ZFIN ID: ZDB-PUB-170922-3
Number of inadvertent RNA targets for morpholino knockdown in Danio rerio is largely underestimated: evidence from the study of Ser/Arg-rich splicing factors
Joris, M., Schloesser, M., Baurain, D., Hanikenne, M., Muller, M., Motte, P.
Date: 2017
Source: Nucleic acids research   45: 9547-9557 (Journal)
Registered Authors: Muller, Marc
Keywords: none
Microarrays: GEO:GSE98888
MeSH Terms:
  • Animals
  • Embryo, Nonmammalian
  • Gene Knockdown Techniques
  • Microinjections
  • Morpholinos/pharmacology*
  • RNA Splice Sites
  • Serine-Arginine Splicing Factors/genetics*
  • Serine-Arginine Splicing Factors/metabolism
  • Zebrafish/embryology
  • Zebrafish/genetics*
  • Zebrafish Proteins/genetics*
  • Zebrafish Proteins/metabolism
PubMed: 28934490 Full text @ Nucleic Acids Res.

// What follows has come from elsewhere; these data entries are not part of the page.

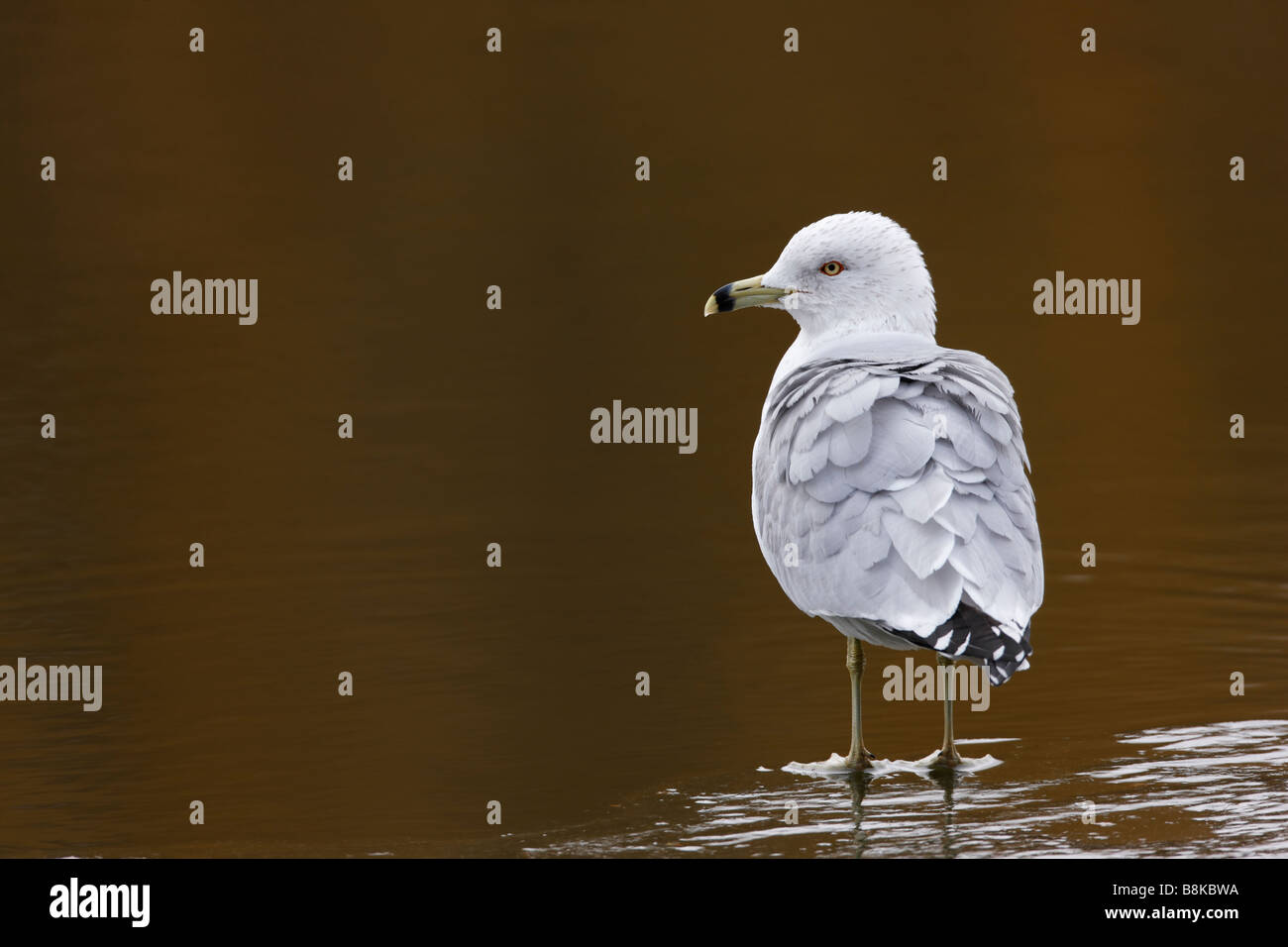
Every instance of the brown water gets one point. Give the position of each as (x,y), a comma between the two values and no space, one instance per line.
(518,684)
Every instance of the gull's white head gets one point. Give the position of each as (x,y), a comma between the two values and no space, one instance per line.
(857,270)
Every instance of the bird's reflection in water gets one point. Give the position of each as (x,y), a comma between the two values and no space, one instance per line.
(1214,789)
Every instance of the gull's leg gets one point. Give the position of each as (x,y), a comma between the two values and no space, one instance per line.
(948,755)
(859,757)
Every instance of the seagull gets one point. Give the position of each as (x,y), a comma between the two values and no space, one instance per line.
(889,488)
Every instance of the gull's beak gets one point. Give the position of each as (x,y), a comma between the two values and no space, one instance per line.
(739,295)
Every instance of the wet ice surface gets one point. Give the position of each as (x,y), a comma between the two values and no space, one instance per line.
(1192,791)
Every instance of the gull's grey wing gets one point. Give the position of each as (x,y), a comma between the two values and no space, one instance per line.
(900,492)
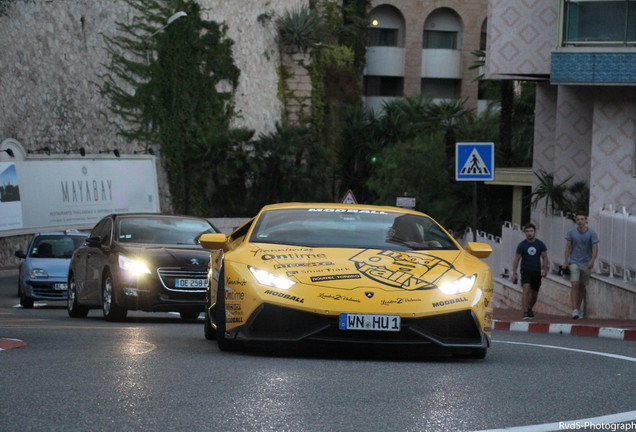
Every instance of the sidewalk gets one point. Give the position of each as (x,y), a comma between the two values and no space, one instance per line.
(508,319)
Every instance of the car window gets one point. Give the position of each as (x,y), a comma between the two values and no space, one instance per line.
(55,246)
(350,228)
(162,230)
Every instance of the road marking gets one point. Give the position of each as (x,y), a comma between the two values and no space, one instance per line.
(592,422)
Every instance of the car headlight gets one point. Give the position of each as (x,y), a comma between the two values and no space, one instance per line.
(458,286)
(266,278)
(132,266)
(38,273)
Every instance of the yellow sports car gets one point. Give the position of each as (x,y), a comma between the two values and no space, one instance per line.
(347,273)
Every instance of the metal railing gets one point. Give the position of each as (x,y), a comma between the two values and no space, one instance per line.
(617,248)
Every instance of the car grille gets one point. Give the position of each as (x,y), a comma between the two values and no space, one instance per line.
(169,275)
(46,290)
(279,323)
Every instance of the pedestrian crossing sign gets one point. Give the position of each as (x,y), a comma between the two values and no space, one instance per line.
(474,161)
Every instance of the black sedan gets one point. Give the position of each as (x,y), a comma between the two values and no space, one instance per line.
(140,261)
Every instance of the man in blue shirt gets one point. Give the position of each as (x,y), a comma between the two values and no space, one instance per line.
(581,249)
(534,265)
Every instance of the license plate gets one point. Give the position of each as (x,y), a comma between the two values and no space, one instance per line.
(191,283)
(60,287)
(369,322)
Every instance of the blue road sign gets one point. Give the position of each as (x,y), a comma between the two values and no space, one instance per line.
(474,161)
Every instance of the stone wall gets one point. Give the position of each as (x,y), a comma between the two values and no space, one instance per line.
(52,55)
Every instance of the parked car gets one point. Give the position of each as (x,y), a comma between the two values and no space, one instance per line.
(140,261)
(350,274)
(43,271)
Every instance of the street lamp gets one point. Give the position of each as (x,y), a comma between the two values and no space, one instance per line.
(171,20)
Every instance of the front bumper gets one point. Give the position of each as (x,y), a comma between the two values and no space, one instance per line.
(157,293)
(275,323)
(45,289)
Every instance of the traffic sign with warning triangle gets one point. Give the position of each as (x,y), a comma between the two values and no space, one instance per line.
(474,161)
(349,198)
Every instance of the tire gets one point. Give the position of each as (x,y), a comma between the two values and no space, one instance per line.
(25,302)
(72,305)
(112,311)
(219,318)
(189,315)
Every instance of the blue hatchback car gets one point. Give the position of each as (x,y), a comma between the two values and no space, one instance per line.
(43,270)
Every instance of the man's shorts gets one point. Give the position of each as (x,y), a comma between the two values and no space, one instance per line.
(579,273)
(532,277)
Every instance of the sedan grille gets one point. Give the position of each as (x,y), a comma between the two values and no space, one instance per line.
(170,275)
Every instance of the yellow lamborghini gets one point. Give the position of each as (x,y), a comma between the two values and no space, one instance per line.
(347,273)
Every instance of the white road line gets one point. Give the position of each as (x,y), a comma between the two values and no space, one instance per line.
(599,422)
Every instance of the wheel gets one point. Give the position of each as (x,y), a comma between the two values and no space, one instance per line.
(73,307)
(219,316)
(25,302)
(189,315)
(112,311)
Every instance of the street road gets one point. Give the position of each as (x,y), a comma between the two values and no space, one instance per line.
(157,373)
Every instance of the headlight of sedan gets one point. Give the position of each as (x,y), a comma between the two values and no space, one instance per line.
(38,273)
(458,286)
(132,266)
(268,279)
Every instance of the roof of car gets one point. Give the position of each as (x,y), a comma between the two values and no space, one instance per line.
(299,205)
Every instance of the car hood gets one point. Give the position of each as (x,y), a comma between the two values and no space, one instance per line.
(55,267)
(361,268)
(193,257)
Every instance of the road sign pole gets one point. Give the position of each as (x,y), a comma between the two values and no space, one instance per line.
(474,211)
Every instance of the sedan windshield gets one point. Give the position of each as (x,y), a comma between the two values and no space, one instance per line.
(162,230)
(350,228)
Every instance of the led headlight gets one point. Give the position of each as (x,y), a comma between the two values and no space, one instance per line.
(38,273)
(269,279)
(132,266)
(458,286)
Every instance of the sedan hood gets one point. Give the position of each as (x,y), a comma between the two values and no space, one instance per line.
(168,255)
(358,268)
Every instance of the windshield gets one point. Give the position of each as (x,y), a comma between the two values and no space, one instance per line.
(350,228)
(162,230)
(55,246)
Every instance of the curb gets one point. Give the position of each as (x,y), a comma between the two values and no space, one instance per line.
(566,329)
(6,344)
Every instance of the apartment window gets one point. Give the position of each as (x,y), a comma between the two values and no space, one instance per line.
(383,37)
(440,39)
(440,88)
(599,22)
(383,86)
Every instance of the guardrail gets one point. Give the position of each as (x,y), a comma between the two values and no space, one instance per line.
(617,249)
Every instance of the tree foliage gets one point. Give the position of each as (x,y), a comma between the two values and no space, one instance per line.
(175,87)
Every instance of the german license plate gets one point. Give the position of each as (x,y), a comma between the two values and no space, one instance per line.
(191,283)
(369,322)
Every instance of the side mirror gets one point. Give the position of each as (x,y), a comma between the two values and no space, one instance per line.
(214,241)
(480,250)
(94,241)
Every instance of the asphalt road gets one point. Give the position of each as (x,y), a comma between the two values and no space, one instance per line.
(157,373)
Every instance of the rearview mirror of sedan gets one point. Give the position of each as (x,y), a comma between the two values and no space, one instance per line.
(480,250)
(214,241)
(94,241)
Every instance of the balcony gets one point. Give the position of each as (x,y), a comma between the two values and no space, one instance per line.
(441,63)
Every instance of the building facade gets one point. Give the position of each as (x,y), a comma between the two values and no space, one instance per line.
(424,48)
(583,56)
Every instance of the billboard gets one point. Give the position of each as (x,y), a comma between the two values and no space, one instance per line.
(68,192)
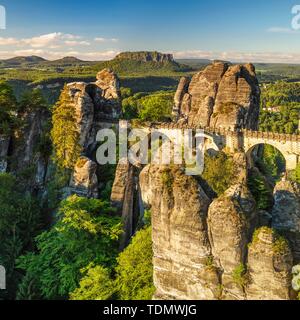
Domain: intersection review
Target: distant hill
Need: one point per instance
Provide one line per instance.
(22, 61)
(146, 56)
(194, 63)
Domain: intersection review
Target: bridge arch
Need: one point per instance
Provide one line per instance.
(255, 152)
(289, 149)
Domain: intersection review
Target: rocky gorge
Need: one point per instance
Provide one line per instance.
(205, 246)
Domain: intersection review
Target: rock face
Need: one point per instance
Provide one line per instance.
(29, 155)
(270, 265)
(125, 197)
(231, 221)
(146, 56)
(84, 181)
(96, 106)
(286, 214)
(222, 95)
(4, 145)
(201, 247)
(182, 252)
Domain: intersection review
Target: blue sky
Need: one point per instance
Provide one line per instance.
(239, 30)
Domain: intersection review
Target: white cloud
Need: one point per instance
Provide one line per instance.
(99, 39)
(53, 55)
(77, 43)
(264, 57)
(283, 30)
(50, 40)
(8, 41)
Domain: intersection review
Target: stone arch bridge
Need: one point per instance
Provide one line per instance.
(245, 140)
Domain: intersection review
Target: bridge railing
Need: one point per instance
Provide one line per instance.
(225, 131)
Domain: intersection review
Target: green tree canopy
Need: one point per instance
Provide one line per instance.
(65, 135)
(85, 233)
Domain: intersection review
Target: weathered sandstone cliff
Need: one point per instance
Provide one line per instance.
(222, 95)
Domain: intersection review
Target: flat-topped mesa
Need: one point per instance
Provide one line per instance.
(146, 56)
(222, 95)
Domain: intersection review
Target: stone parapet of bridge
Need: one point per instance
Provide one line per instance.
(242, 140)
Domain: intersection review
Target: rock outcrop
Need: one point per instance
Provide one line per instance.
(125, 198)
(286, 214)
(96, 106)
(182, 254)
(269, 266)
(231, 221)
(84, 181)
(203, 249)
(222, 95)
(30, 150)
(4, 146)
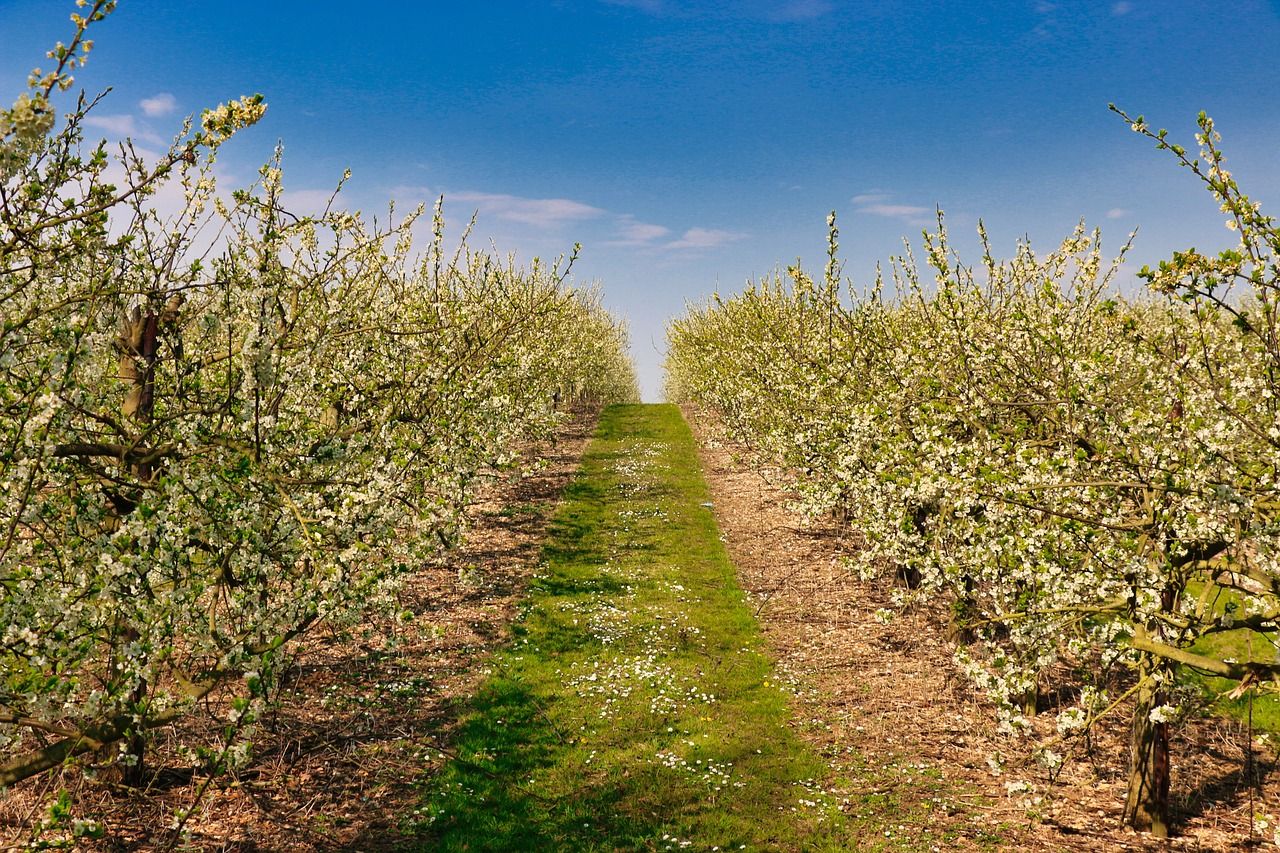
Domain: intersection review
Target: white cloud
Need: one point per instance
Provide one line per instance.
(652, 7)
(869, 197)
(632, 232)
(307, 203)
(877, 204)
(122, 126)
(160, 104)
(801, 10)
(119, 126)
(705, 238)
(545, 213)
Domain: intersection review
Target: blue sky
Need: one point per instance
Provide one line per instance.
(689, 145)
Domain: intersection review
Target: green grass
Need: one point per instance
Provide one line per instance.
(634, 708)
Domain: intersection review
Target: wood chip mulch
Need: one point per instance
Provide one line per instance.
(885, 703)
(364, 714)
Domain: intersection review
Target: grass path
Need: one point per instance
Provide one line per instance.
(634, 708)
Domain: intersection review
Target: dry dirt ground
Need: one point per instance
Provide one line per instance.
(362, 717)
(362, 712)
(869, 693)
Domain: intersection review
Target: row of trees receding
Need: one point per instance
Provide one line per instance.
(1078, 475)
(224, 424)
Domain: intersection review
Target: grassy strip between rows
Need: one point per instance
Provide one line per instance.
(635, 707)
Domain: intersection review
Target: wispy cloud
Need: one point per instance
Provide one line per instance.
(307, 203)
(878, 204)
(776, 10)
(122, 126)
(543, 213)
(631, 232)
(158, 105)
(705, 238)
(652, 7)
(801, 10)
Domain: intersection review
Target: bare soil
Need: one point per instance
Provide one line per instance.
(362, 714)
(883, 702)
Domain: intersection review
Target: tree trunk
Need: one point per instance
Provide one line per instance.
(1147, 803)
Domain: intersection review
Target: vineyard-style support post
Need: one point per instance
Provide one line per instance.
(1147, 802)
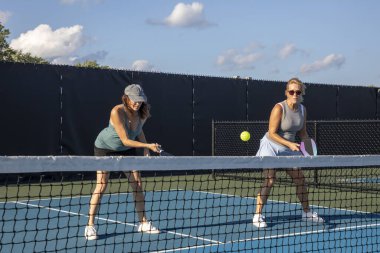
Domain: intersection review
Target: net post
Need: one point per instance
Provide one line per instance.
(316, 181)
(213, 145)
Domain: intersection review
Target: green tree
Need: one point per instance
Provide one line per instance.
(9, 54)
(91, 64)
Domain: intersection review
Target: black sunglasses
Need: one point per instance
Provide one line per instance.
(291, 92)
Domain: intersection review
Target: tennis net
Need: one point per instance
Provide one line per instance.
(44, 204)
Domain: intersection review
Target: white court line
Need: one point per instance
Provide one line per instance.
(284, 202)
(112, 221)
(274, 237)
(214, 242)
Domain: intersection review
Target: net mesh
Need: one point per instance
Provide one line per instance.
(47, 210)
(332, 138)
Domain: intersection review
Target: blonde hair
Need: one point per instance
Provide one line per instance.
(296, 80)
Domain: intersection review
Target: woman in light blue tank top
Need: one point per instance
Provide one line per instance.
(122, 137)
(287, 119)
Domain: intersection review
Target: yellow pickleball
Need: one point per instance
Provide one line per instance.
(245, 136)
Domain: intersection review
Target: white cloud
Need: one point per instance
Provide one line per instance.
(330, 61)
(235, 59)
(4, 16)
(185, 15)
(48, 44)
(68, 2)
(287, 50)
(71, 60)
(142, 65)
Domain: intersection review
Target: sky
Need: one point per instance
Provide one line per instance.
(319, 41)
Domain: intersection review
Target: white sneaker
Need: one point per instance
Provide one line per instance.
(90, 233)
(147, 227)
(312, 216)
(259, 221)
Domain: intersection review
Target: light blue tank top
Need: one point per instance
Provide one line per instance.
(291, 121)
(109, 139)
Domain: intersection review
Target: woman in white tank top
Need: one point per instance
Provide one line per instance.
(287, 119)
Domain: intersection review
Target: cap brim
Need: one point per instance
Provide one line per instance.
(137, 98)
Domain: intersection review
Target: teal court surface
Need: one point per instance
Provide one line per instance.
(190, 221)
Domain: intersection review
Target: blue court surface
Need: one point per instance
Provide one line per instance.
(189, 221)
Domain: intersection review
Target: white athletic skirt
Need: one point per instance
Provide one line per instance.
(271, 148)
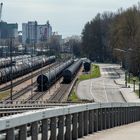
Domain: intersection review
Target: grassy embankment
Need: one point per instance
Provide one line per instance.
(95, 73)
(4, 94)
(132, 78)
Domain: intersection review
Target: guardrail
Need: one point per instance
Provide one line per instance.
(69, 122)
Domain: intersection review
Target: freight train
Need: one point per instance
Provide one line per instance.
(87, 65)
(44, 81)
(4, 62)
(8, 73)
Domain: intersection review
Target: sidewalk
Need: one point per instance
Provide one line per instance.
(127, 93)
(126, 132)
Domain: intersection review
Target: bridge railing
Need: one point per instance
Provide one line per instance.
(69, 122)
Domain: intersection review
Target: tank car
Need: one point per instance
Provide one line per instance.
(45, 80)
(87, 66)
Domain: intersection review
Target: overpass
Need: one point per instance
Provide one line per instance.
(68, 122)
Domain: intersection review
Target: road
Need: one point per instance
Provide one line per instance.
(102, 89)
(126, 132)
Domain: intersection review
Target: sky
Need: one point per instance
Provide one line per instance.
(67, 17)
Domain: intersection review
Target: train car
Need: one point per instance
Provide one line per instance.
(71, 71)
(44, 81)
(24, 68)
(87, 66)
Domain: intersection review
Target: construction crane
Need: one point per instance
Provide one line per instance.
(1, 11)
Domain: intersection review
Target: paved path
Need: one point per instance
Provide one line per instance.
(110, 87)
(126, 132)
(102, 89)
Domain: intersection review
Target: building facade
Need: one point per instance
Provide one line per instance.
(8, 30)
(32, 32)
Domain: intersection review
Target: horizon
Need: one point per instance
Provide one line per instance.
(66, 17)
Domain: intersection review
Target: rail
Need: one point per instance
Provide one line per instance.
(69, 122)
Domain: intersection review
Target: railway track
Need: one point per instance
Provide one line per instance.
(20, 93)
(28, 77)
(60, 93)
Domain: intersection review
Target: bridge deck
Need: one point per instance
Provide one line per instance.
(126, 132)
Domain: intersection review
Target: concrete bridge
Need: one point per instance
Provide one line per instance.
(69, 122)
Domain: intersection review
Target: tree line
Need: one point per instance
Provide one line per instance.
(114, 37)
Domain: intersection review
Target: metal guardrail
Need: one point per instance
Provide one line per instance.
(71, 122)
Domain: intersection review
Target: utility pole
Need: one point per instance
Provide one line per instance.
(11, 76)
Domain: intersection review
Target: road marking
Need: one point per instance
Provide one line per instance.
(105, 91)
(91, 85)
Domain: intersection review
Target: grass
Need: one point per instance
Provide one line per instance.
(73, 97)
(137, 92)
(133, 78)
(4, 94)
(95, 73)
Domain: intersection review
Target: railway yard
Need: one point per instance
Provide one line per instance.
(43, 85)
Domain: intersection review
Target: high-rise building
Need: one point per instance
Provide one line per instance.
(32, 32)
(8, 30)
(29, 32)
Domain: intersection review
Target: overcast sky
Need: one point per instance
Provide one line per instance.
(68, 17)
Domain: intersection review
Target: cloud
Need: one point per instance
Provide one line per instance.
(66, 16)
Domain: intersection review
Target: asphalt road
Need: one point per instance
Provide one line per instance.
(126, 132)
(102, 89)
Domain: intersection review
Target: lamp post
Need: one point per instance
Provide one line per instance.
(134, 82)
(139, 89)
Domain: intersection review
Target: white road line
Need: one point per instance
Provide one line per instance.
(105, 91)
(91, 85)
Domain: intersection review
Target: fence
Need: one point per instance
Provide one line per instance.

Although the involvement of Ser/Arg-rich (SR) proteins in RNA metabolism is well documented, their role in vertebrate development remains elusive. We, therefore, elected to take advantage of the zebrafish model organism to study the SR genes' functions using the splicing morpholino (sMO) microinjection and the programmable site-specific nucleases. Consistent with previous research, we revealed discrepancies between the mutant and morphant phenotypes and we show that these inconsistencies may result from a large number of unsuspected inadvertent morpholino RNA targets. While microinjection of MOs directed against srsf5a (sMOsrsf5a) led to developmental defects, the corresponding homozygous mutants did not display any phenotypic traits. Furthermore, microinjection of sMOsrsf5a into srsf5a-/- led to the previously observed morphant phenotype. Similar findings were observed for other SR genes. sMOsrsf5a alternative target genes were identified using deep mRNA sequencing. We uncovered that only 11 consecutive bases complementary to sMOsrsf5a are sufficient for binding and subsequent blocking of splice sites. In addition, we observed that sMOsrsf5a secondary targets can be reduced by increasing embryos growth temperature after microinjection. Our data contribute to the debate about MO specificity, efficacy and the number of unknown targeted sequences.